When kids are my daughter's age, I have a lot more say in what she is exposed to, at least at home, and I have learned that, even at six, she already is able to say what is too much for her and what isn't. I do believe in letting my daughter make her own choices, but it doesn't mean I am not there to guide and discuss things with her. This goes for books or television shows and movies or what have you. For years she's been asking where babies come from and about death. I am one of those parents who believes in honesty--age appropriate honesty, but honesty nonetheless. And so, each time she asks, I answer her questions openly and honestly.
While I do believe a parent has the right to limit what their own child reads or watches, I do not believe that denying all children, even in a school, access to a book is okay. It sets a bad precedent, especially here in the United States where freedom of speech and access to information in not only valued. Banning books teaches our children that if you are afraid of something, if something offends you, if you disagree with it, you can shut it down and pretend it doesn't exist. It discourages our children from thinking for and expressing themselves. It discourages open discourse about ideas that may be different from our own. It promotes isolation, ignorance, and raises the risk of history repeating itself.

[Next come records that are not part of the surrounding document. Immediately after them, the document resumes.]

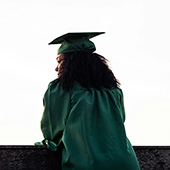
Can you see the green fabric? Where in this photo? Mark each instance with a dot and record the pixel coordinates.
(90, 125)
(82, 44)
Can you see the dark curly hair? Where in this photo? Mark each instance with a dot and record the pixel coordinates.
(89, 69)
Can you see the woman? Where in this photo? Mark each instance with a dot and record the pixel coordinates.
(84, 113)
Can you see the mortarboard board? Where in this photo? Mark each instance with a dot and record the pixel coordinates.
(76, 42)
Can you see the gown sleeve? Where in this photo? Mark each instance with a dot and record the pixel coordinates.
(56, 109)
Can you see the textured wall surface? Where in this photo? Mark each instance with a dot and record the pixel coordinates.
(39, 158)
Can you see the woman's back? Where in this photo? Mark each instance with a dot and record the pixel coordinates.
(94, 136)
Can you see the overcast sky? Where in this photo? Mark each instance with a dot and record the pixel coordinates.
(136, 43)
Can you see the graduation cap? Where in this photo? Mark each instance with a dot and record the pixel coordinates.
(76, 42)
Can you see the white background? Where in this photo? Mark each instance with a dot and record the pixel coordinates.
(136, 43)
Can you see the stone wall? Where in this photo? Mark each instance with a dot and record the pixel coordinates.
(39, 158)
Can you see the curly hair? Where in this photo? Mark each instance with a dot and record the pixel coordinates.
(89, 69)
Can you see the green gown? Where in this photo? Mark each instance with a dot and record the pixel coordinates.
(90, 126)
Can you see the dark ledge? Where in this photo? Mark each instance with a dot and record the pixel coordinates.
(22, 157)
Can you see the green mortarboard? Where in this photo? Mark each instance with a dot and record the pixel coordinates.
(76, 42)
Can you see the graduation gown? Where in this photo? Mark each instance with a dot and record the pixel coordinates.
(90, 126)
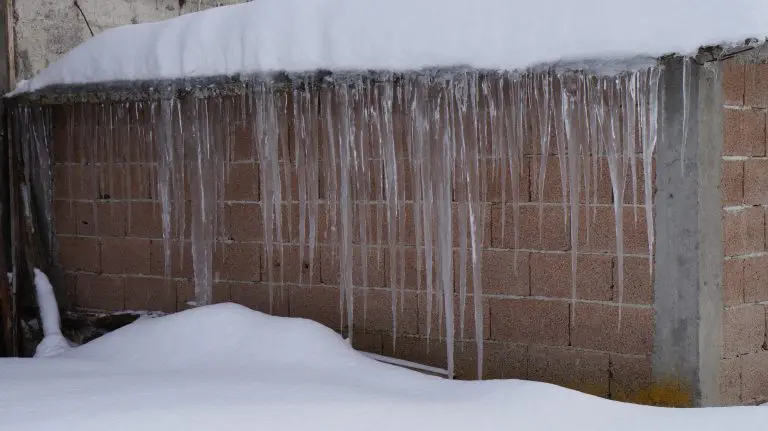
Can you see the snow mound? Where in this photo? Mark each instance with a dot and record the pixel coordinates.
(227, 367)
(306, 35)
(53, 342)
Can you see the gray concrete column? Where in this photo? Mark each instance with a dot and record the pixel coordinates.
(688, 297)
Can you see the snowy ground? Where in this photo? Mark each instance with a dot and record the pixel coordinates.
(227, 367)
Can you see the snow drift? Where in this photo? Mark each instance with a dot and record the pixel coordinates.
(302, 35)
(225, 366)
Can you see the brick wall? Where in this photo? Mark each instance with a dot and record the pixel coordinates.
(107, 218)
(744, 376)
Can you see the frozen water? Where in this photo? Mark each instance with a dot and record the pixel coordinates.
(293, 35)
(225, 364)
(53, 341)
(400, 167)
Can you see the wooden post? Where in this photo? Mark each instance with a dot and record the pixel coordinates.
(9, 341)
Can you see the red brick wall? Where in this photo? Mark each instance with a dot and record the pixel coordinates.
(745, 197)
(108, 225)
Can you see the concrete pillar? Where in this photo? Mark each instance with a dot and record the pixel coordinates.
(688, 297)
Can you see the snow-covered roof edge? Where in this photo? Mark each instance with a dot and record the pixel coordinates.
(401, 35)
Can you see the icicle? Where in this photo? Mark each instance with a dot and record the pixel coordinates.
(476, 223)
(203, 203)
(616, 166)
(345, 204)
(164, 183)
(686, 109)
(572, 144)
(384, 103)
(545, 127)
(443, 174)
(428, 207)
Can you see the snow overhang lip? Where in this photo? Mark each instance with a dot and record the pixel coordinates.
(206, 86)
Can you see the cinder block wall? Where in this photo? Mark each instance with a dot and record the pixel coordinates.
(107, 218)
(744, 378)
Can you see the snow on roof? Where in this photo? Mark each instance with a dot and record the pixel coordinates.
(307, 35)
(227, 367)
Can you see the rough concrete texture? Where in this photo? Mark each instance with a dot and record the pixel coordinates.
(689, 253)
(47, 29)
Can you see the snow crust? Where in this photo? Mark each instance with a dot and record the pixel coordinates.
(227, 367)
(306, 35)
(53, 342)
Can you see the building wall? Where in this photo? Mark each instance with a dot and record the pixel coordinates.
(45, 30)
(107, 218)
(744, 378)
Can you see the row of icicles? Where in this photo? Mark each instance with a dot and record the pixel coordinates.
(350, 139)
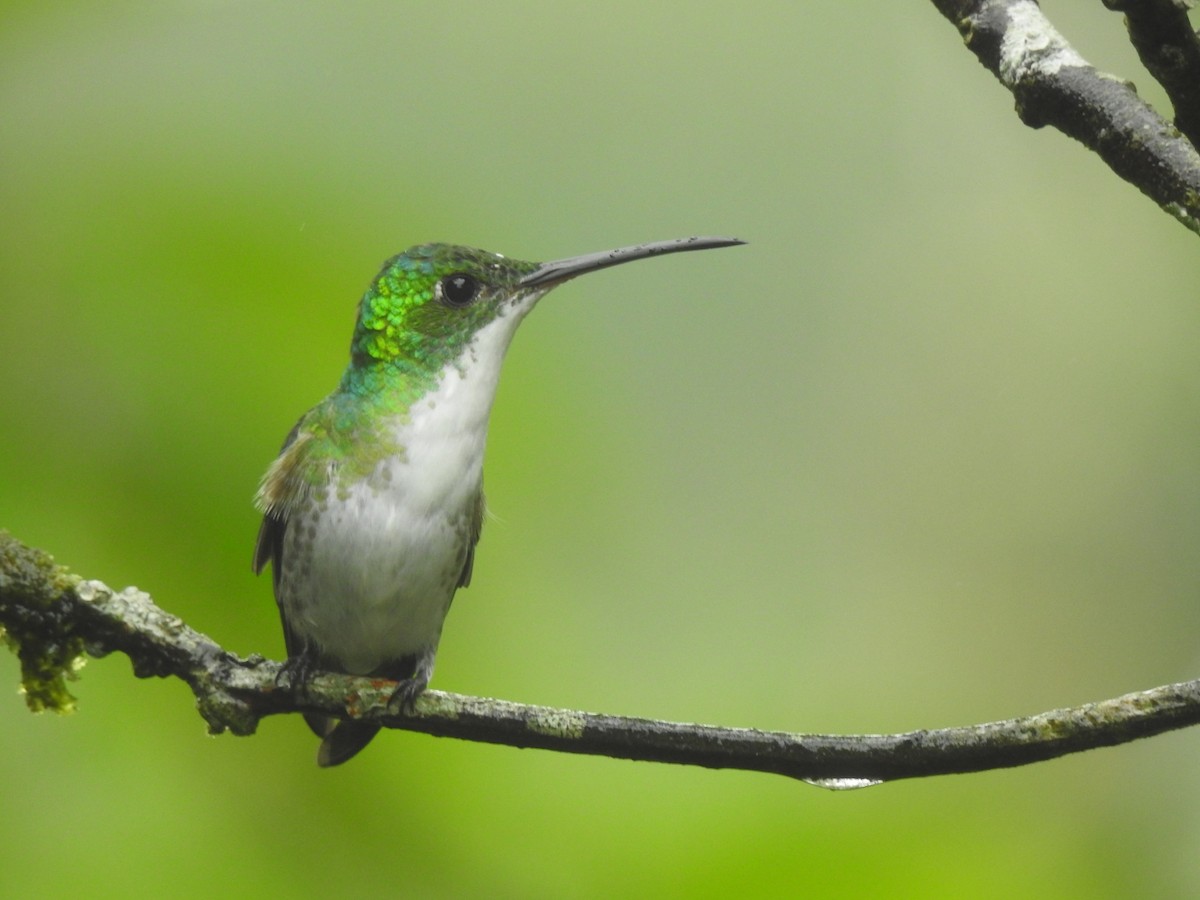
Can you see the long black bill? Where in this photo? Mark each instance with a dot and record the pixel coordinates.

Banning books in schools may not seem like a big deal to some. It only impacts the children, right? However, often movements like this start at the grassroots level and gain in traction if allowed to go undeterred. If it is okay for a school to ban a book, then maybe the next step is to ban it at the district level. Heck, let's keep going. Let's stir up enough animosity toward a book that respectable Christian churches are telling people not to read the book (think Harry Potter). If enough people get up in arms over a book, the local government might too. It's happened before. And from there . . . I live in a country where there is enough awareness about the dangers of book banning, and there are organizations and people who are willing to fight tooth and nail against it, that the chances of it turning into a national ban is very slim. Unfortunately, people continue to wish to take away our Constitutional rights, even if by targeting our children.
Because really, isn't that what it comes down to? We want to protect our children because of our own fear of what our children might read or take away from what they read. It is not really about what the children actually do take away. It's that what they are reading goes against what the challenger believes or finds offense.
I personally believe that schools are one of the best places to read many of the books that come under fire. The classroom offers students an opportunity to discuss and grapple with controversial content, ask questions and practice critical thinking skills.
Do you read banned books? Do you think banning books in schools, libraries and bookstores is every acceptable?